The number one challenge is phishing (the fraudulent attempt to obtain sensitive information such as usernames, passwords and credit card details by disguising oneself as a trustworthy entity in an electronic communication). Too many people open emails that are designed to trick them into clicking a malicious link or downloading malicious software attachments.
Plan of Action
Along with phishing, user education is a problem, Roscorla added. Because professors, students, and university staff have such busy schedules, cybersecurity awareness often takes a backseat to teaching and learning.
While cloud security is a help, it takes a lot of due diligence to keep on track. Another issue is that cybersecurity doesn’t always top the list of leaders’ priorities. But since the risks and consequences are rising all the time, the leadership at private universities needs to establish a strategy for preventing attacks.
While private colleges, especially smaller ones, have limited resources for the expensive tools that the cybersecurity industry creates, they need to determine how to best ensure their security tools are as up-to-date as possible. Along with that, identity and access management is very important, Roscorla explained.
They can deal with this challenge by putting systems in place that will control who can access different applications and what level of access they need.
While all of the aforementioned issues are important to address, the number one issue for colleges is the insecure personal devices of their students and faculty. For many years, this has been the era of BYOD (Bring Your Own Device) to class. Like in a popular horror movie, one might say, “The call is coming from inside the house.”

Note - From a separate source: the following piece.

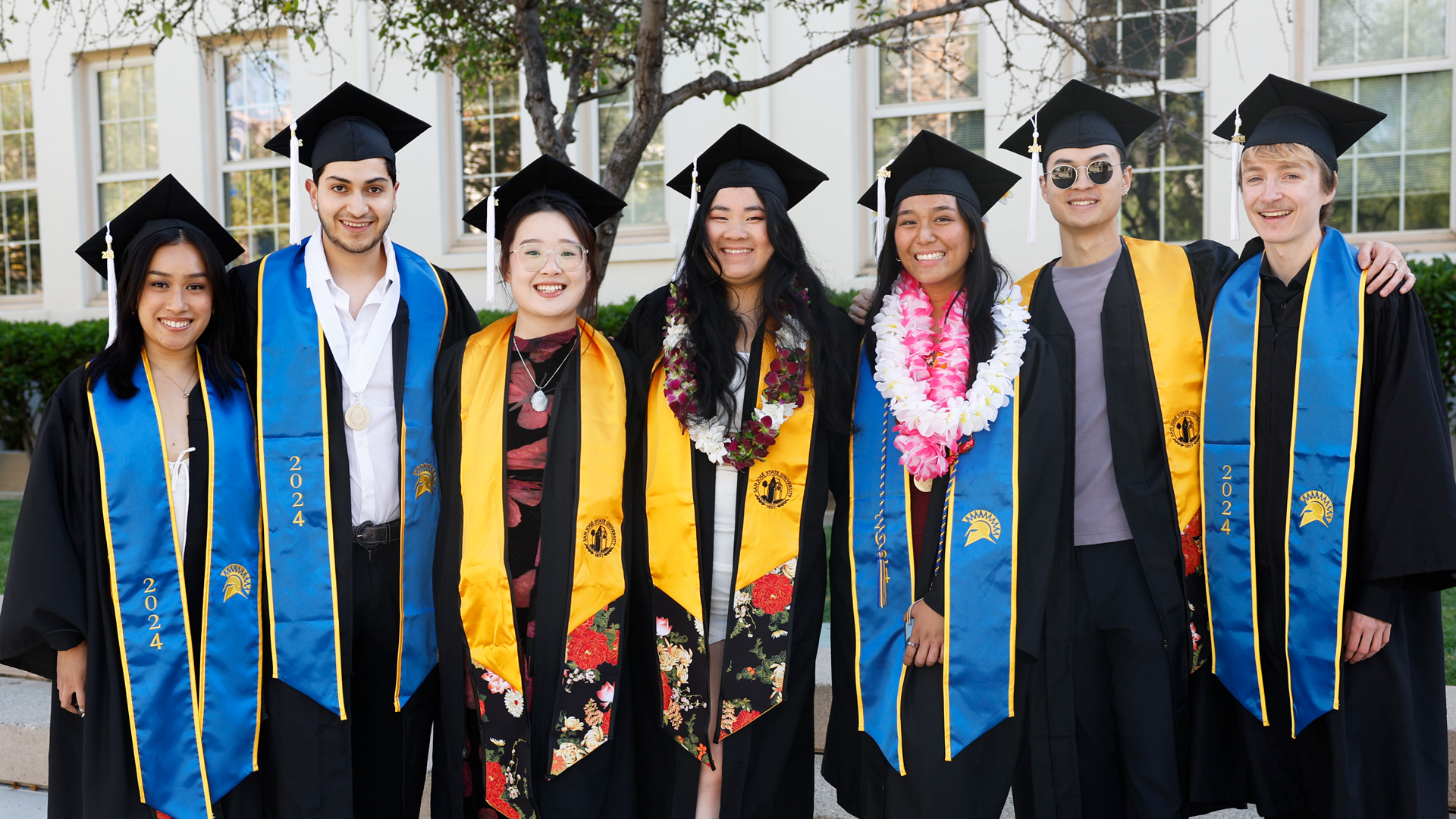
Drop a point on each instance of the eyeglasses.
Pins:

Unfortunately, while BYOD has been in existence for more than a decade, there doesn’t seem to be a reliable way to make sure a private college can keep itself safe. Glenn Meeks notes in an article for Spaces4Learning, “Historically, IT only needed to protect the kingdom from hurtful things trying to get into the castle through the main gate (router/ firewall). Now the hurtful things are in the castle and on the ‘safe and secure’ side of the router/firewall.”
One way that has provided successful protection in previous years, Meeks continued, is to require minimum computing device hardware requirements. If the device meets or exceeds those standards, the student must log in and download the anti-virus/ malware application. The student also needs to make sure that the application is up-to-date, and if it isn’t, the device will be denied access to the network.
Newer models available with increased computing power and more powerful algorithms are constantly being put on the market. If the college purchases one of the “Next Generation” firewalls which also monitors your front gate and the secure side of the network for unusual traffic or computing device behavior, Meeks stated, the BYOD policy will be better protected. “Of course,” he added, “the unit will be expensive and come with a hefty subscription cost for constant updates.”
Boston University Lab
For private universities who have the money to spend, they might want to look at Boston University’s Student-Centered Active Learning Environment for Undergraduate Students in their BU Physics program. They merged several pre-existing labs into a single 2,200 SF lab and adjacent 2,800 SF study space designed to seat 81 students.
The technologically-rich environment merges all classroom computers and projectors onto one shared system, innovatively using the university’s extensive AV/IT data network. In this way, student laptops are leveraged into an interactive learning environment, rather than being a source of distraction.
In conclusion, network security is not something that private colleges and universities can ignore. Institutions of higher learning have been entrusted to protect institutional data and user data, including identifying information and even financial details, from hackers. They can’t fail at that responsibility.